There are several different criteria for making the switching decision, including:
- AIS
- Loss of pointer
- Unequipped (indicated in the C2 byte)
- Remote defect indication
- Bit-error ratio (severely errored seconds/errored seconds).
Where these indications are used depends on the type of APS. Line-level indicators are used for linear models, while line- and path-level are used for ring configurations. K1/K2 are used only when there is a sharing of the backup facility or when communication with the far end is required, typically in bi-directional and 1:n APS.
Today's struggle for interoperability
In looking at the implementation considerations associated with SONET APS, it's clear that, despite standardization efforts, providing interoperable protection switching is still not simple. Providers and equipment vendors acknowledge this complexity and are eager to find a solution. Yet vendors, currently using custom implementations, are fighting a losing battle to provide reliable protection switching that is fully interoperable across vendor platforms.
The root of the problem lies in the software -- multiple implementations, each of which interprets the standard in a slightly different way. While the standards themselves are well defined, it is difficult to make fully interoperable products when each vendor's APS software implements the standard just a little differently.

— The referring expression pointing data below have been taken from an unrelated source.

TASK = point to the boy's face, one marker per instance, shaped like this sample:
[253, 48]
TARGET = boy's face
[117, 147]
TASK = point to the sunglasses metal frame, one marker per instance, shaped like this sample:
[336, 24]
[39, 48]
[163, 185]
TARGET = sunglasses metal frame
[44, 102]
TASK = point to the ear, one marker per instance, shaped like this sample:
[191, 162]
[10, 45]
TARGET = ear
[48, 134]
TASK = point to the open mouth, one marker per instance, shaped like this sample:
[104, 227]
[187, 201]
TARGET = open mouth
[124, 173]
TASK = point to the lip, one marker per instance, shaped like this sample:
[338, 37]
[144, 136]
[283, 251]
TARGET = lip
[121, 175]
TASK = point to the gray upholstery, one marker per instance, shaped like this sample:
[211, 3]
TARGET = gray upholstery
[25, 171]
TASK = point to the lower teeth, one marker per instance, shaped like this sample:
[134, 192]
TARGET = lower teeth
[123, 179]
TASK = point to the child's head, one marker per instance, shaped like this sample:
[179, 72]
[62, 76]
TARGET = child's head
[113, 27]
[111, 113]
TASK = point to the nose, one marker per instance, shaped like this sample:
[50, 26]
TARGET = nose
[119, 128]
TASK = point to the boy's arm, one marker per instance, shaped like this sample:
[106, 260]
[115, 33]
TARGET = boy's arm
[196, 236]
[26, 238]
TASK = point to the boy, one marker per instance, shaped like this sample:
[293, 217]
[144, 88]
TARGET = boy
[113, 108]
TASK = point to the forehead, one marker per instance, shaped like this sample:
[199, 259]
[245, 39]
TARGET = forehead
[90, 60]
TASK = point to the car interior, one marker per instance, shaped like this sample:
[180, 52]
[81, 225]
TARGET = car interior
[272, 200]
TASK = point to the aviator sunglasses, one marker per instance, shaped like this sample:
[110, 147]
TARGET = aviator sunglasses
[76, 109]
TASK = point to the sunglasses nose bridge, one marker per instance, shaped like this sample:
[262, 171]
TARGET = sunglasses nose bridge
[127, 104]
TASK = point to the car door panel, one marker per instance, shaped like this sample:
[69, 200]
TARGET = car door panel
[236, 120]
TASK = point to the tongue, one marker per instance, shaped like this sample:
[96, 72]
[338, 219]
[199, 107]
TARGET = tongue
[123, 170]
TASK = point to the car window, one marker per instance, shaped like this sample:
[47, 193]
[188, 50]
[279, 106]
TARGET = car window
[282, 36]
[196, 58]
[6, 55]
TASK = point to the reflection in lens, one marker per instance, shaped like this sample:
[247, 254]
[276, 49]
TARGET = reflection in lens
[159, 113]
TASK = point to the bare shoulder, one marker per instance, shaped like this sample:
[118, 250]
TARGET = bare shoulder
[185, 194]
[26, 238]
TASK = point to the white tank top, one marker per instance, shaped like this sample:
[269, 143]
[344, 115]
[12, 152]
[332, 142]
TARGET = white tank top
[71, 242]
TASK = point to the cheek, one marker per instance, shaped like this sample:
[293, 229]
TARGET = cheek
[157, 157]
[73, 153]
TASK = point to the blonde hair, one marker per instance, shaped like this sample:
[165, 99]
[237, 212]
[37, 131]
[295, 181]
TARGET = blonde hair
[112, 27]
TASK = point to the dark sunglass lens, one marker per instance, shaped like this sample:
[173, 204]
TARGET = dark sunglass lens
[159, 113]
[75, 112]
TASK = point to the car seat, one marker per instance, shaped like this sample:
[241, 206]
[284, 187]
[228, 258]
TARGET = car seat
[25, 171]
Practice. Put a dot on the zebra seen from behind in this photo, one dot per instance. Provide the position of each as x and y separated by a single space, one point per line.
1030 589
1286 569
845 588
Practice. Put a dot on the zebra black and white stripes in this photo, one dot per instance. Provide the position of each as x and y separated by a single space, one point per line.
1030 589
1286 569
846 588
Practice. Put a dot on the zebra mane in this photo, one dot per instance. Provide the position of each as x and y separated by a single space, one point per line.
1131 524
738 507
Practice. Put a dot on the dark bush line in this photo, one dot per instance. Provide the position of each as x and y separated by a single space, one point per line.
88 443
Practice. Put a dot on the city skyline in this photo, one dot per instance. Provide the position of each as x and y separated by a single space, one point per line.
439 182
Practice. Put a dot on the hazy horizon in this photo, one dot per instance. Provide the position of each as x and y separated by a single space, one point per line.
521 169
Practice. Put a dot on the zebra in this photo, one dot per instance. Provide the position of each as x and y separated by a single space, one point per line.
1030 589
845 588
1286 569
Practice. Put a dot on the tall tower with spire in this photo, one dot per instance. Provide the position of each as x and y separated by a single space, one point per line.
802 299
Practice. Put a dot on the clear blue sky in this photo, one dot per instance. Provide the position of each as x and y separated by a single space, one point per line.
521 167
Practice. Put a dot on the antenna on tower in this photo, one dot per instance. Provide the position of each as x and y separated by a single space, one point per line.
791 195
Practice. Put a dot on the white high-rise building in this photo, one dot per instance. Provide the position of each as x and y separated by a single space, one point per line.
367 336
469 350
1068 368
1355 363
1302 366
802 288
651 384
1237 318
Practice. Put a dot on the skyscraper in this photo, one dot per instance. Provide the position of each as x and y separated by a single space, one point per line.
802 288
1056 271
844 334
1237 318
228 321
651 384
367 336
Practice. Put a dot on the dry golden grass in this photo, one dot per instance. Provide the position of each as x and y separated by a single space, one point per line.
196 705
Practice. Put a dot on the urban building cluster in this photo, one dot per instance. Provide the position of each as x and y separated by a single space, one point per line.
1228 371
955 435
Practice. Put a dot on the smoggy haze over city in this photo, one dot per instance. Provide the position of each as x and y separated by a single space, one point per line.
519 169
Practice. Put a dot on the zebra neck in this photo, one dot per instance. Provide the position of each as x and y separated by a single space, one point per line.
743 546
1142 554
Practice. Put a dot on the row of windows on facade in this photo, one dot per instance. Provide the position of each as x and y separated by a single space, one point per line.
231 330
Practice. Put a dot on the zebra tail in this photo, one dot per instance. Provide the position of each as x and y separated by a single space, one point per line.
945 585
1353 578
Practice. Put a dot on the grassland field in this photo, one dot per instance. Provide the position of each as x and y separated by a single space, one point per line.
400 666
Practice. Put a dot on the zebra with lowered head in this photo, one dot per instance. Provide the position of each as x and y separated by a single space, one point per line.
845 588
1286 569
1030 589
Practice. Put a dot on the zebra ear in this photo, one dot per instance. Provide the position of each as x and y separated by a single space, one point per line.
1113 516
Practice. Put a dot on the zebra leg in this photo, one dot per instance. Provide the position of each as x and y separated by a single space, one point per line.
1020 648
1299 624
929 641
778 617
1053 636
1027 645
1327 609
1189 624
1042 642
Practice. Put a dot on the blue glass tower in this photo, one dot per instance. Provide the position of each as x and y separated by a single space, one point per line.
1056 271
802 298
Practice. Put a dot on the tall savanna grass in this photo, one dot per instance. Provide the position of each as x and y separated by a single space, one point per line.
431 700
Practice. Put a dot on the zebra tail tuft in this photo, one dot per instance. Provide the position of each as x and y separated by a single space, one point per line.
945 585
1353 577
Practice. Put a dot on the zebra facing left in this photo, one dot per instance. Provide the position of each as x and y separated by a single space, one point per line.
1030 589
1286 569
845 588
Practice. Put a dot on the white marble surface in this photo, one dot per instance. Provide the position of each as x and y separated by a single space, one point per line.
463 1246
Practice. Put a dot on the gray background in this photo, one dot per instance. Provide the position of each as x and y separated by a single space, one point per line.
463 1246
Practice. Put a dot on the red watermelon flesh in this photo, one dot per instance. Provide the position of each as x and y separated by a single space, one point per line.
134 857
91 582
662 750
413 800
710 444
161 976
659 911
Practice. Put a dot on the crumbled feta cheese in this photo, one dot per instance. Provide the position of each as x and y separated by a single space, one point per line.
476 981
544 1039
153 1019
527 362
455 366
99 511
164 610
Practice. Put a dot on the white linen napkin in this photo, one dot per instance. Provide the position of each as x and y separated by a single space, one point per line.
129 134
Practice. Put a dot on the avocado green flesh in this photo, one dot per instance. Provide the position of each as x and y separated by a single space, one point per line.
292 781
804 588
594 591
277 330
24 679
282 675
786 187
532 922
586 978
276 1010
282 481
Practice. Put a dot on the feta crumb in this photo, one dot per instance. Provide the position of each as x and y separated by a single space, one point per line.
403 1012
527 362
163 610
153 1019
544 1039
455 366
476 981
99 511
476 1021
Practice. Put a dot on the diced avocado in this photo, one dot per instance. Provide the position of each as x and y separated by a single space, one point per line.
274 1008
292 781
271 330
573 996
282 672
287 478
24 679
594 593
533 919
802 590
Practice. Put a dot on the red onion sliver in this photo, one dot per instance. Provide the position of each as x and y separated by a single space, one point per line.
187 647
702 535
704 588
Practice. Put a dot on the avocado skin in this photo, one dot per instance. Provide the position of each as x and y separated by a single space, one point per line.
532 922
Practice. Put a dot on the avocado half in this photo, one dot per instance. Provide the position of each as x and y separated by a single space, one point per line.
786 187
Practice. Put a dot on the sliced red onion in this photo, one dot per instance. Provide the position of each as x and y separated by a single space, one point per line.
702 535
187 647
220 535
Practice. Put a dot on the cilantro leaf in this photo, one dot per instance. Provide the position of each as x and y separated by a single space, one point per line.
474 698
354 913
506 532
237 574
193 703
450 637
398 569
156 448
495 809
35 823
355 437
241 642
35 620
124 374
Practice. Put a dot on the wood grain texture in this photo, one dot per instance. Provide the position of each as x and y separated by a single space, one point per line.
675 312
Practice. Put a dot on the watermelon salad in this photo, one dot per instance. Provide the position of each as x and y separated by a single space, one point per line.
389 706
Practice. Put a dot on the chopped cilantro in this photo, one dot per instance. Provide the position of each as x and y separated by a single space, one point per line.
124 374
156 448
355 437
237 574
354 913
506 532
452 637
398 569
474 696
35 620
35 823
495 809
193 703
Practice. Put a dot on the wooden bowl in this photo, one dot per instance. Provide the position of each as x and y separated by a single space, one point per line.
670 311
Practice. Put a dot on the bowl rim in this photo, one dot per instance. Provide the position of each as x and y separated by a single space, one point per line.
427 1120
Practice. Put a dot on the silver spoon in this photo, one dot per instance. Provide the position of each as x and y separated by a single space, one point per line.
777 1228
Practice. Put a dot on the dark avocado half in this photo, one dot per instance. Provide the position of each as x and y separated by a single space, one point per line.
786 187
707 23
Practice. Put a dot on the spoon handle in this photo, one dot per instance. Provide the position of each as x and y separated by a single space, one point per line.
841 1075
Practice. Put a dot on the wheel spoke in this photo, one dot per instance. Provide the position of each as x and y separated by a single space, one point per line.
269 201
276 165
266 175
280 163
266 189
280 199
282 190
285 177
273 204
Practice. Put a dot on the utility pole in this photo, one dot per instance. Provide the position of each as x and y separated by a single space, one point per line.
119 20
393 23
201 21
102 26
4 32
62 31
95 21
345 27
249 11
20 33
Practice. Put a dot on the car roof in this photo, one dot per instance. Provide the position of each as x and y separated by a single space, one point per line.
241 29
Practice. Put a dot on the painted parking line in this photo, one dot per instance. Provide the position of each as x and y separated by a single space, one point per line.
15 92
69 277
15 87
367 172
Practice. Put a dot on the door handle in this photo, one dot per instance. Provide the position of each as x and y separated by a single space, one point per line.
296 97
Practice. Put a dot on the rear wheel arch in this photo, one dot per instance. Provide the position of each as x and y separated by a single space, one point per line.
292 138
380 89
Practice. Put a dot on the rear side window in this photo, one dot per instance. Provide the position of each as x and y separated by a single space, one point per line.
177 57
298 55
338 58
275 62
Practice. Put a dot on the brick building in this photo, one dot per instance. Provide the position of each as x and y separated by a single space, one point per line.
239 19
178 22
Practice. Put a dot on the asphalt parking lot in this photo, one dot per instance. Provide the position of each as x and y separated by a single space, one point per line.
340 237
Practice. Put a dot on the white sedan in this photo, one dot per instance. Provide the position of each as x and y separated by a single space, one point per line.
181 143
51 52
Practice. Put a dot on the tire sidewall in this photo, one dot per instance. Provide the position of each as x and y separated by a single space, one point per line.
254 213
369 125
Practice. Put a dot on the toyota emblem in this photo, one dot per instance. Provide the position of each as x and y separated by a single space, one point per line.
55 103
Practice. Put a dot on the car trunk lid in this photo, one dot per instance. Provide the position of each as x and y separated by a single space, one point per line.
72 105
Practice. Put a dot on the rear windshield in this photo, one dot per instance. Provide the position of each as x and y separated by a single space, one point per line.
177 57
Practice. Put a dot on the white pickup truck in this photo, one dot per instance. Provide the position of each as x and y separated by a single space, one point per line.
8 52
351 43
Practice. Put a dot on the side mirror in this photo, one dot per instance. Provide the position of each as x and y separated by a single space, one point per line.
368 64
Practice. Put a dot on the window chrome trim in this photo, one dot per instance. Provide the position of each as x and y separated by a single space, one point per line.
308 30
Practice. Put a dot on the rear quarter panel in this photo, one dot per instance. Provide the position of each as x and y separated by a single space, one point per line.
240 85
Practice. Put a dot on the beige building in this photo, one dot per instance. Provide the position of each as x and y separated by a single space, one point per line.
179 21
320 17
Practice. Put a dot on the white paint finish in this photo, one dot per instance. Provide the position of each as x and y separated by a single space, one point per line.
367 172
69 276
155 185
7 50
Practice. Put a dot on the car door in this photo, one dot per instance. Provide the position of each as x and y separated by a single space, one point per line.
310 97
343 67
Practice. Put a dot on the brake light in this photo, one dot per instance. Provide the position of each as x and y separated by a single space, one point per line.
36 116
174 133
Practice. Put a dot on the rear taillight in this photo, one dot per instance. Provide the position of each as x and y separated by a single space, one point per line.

In addition, WAN transport expertise may be outside a vendor's area of core competency, so the critical functions necessary to build stable APS source code implementations may not be well understood by developers who are not SONET experts.
Then consider that there are several critical areas that are extremely difficult to coordinate in cross-platform environments -- including timing, mapping, failure notification, alarm condition handling, and predictable performance -- and you're at the heart of the problem.
So what are the options? Well, carriers can continue to single-source equipment and avoid heterogeneous implementations. Or vendors and providers can hope that standards bodies or, more likely, a vendor consortium will define interoperability conformance details.
There is also another alternative. Board manufacturers and software vendors are developing and delivering standards-compliant, interoperable APS implementations. So whether it's embedded board-level firmware or source-code software that vendors choose to ease their interoperability woes, there's no longer any need to continue to be held captive by single-sourcing, with more alternatives becoming available every day.
John Brandte is vice president of marketing and business development at Ncomm (Salem, NH), a provider of APS and other telecom wide area networking source code, software and custom consulting. His experience in the communications industry spans engineering, standards development, business planning, and analysis.